図35(A)より、基板温度が高いほどしきい値電圧は低くなることがわかる。なお、その範囲は−40℃〜150℃で1.09V〜−0.23Vであった。
また、図35(B)より、基板温度が高いほど電界効果移動度が低くなることがわかる。なお、その範囲は−40℃〜150℃で36cm2/Vs〜32cm2/Vsであった。従って、上述の温度範囲において電気的特性の変動が小さいことがわかる。

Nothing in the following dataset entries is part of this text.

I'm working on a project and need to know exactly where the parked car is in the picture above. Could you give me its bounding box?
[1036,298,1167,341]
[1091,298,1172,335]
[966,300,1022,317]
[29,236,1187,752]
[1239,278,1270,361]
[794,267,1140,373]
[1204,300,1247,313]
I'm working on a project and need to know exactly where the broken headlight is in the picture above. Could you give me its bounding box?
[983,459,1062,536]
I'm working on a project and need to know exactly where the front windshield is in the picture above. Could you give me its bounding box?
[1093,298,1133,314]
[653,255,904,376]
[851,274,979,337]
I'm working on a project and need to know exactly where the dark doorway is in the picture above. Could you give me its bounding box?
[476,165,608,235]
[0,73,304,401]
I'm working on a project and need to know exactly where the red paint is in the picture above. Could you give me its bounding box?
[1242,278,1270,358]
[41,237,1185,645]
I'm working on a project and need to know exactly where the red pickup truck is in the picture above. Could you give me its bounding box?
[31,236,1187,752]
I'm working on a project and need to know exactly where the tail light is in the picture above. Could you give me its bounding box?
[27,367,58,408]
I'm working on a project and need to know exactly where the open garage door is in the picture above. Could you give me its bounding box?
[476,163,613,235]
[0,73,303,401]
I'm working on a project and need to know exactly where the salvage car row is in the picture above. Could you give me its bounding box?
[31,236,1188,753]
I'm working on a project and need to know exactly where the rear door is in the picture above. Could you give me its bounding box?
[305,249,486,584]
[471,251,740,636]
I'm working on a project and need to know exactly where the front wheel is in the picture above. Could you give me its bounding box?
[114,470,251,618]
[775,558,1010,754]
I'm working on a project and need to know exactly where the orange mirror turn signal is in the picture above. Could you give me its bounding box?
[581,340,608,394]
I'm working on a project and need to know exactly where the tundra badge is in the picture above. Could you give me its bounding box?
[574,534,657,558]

上記のようなIn、Sn、Znを主成分とする酸化物半導体をチャネル形成領域とするトランジスタによれば、オフ電流を1aA/μm以下に保ちつつ、電界効果移動度を30cm2/Vs以上、好ましくは40cm2/Vs以上、より好ましくは60cm2/Vs以上とし、LSIで要求されるオン電流の値を満たすことができる。例えば、L/W=33nm/40nmのFETで、ゲート電圧2.7V、ドレイン電圧1.0Vのとき12μA以上のオン電流を流すことができる。またトランジスタの動作に求められる温度範囲においても、十分な電気的特性を確保することができる。このような特性であれば、集積回路の中で、Si半導体で形成されるトランジスタと酸化物半導体で形成されるトランジスタを一緒に動作させることが可能となる。そして、揮発性の記憶装置と不揮発性の記憶装置との間のデータの退避及び復帰の必要のない半導体記憶装置を提供することができる。

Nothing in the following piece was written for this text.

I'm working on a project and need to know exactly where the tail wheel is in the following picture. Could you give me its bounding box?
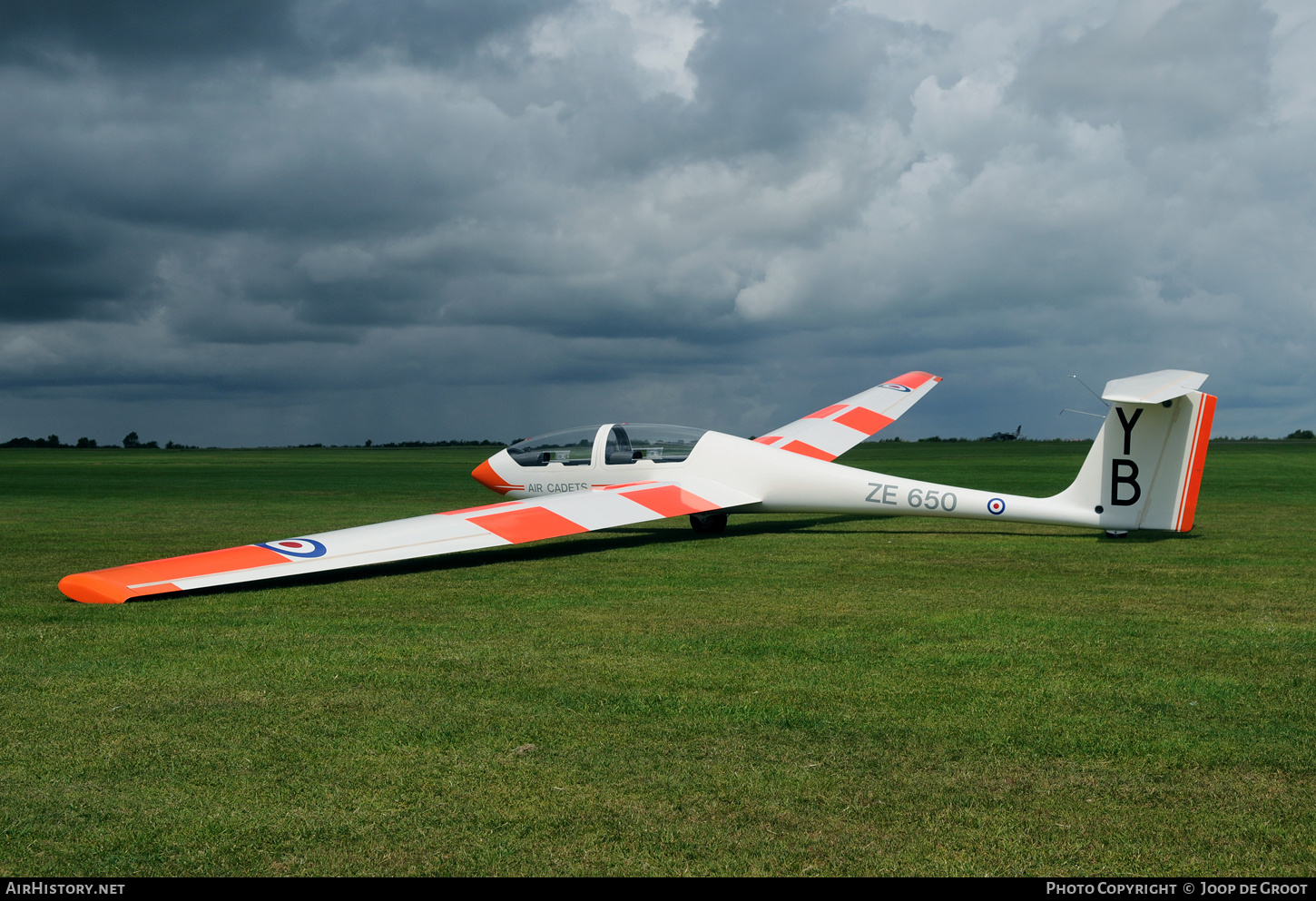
[690,513,726,535]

ところで、不揮発性の半導体記憶装置に用いる記憶素子として磁気トンネル接合素子(MTJ素子)が知られている。MTJ素子は、絶縁膜を介して上下に配置している膜中のスピンの向きが平行であれば低抵抗状態、反平行であれば高抵抗状態となることで情報を記憶する素子である。したがって、本実施の形態で示す酸化物半導体を用いた半導体記憶装置とは原理が全く異なっている。表1はMTJ素子と、本実施の形態に係る半導体記憶装置(表中、「OS/Si」で示す。)との対比を示す。
MTJ素子は磁性材料を使用するためキュリー温度以上にすると磁性が失われてしまうという欠点がある。また、MTJ素子は電流駆動であるため、シリコンのバイポーラデバイスと相性が良いが、バイポーラデバイスは高集積化に不向きである。そして、MTJ素子は書き込み電流が微少とはいえメモリの大容量化によって消費電力が増大してしまうといった問題がある。
原理的にMTJ素子は磁界耐性に弱く強磁界にさらされるとスピンの向きが狂いやすい。また、MTJ素子に用いる磁性体のナノスケール化によって生じる磁化揺らぎを制御する必要がある。
さらに、MTJ素子は希土類元素を使用するため、MTJ素子のプロセスを金属汚染を嫌うシリコン半導体のプロセスに組み入れるには相当の注意を要する。MTJ素子はビット当たりの材料コストから見ても高価であると考えられる。
一方、本実施の形態で示す半導体記憶装置における酸化物半導体を用いたトランジスタは、チャネル形成領域を形成する半導体材料が金属酸化物であること以外は、素子構造や動作原理がシリコンMOSFETと同様である。また、酸化物半導体を用いたトランジスタは磁界の影響を受けず、ソフトエラーも生じ得ないといった特質を有する。このことからシリコン集積回路と非常に整合性が良いといえる。